One could find all those metrics in the QuorumControllerMetrics.java class but also related class is ControllerMetadataMetrics.java.

Common Issues

Multiple Active Controllers:

Symptom: ActiveControllerCount > 1
Cause: Split-brain due to network partition
Action: Check network connectivity, investigate Raft logs

Frequent Elections:

Symptom: High LeaderElectionRateAndTimeMs
Cause: Controller instability, GC pauses, network issues
Action: Tune JVM GC, check controller resource usage, investigate network

High Metadata Log Lag:

Symptom: Standby controller MetadataLogLag > 1000
Cause: Slow standby, network issues, disk performance
Action: Check standby controller resources, disk I/O

Snapshot Generation Failures:

Symptom: SnapshotGenerationTimeMs very high or MetadataErrorCount > 0
Cause: Disk slow, corrupted metadata
Action: Check disk performance, review logs for errors

Summary

KRaft represents a fundamental shift in Kafka’s architecture, replacing ZooKeeper with a built-in Raft-based consensus system.
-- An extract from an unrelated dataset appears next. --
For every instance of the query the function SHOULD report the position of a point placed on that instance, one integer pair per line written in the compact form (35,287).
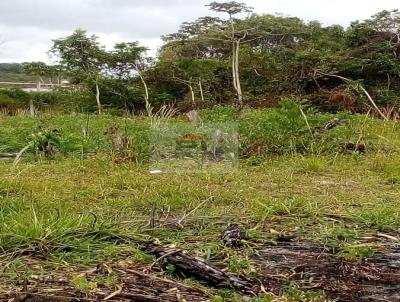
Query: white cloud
(28,26)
Key takeaways:

Simplified Operations: One system to manage instead of two
Better Scalability: Millions of partitions vs 200K with ZooKeeper
Efficient Metadata: Log-based replication with snapshots for compaction
Single-Threaded Controller: Simpler design, no complex locking
Fetch-Based Replication: Reuses Kafka’s existing replication model
Immutable Metadata Images: Lock-free reads, safe concurrent access

The move to KRaft is one of the most significant architectural changes in Kafka’s history, setting the foundation for the next decade of Kafka’s evolution.

In the following post, we will apply the theoretical knowledge, we have gained in this blogpost and do another practical Kafka series.

This series explores Apache Kafka’s internal architecture at the code level. All references are to the Apache Kafka 4.1.0+ codebase.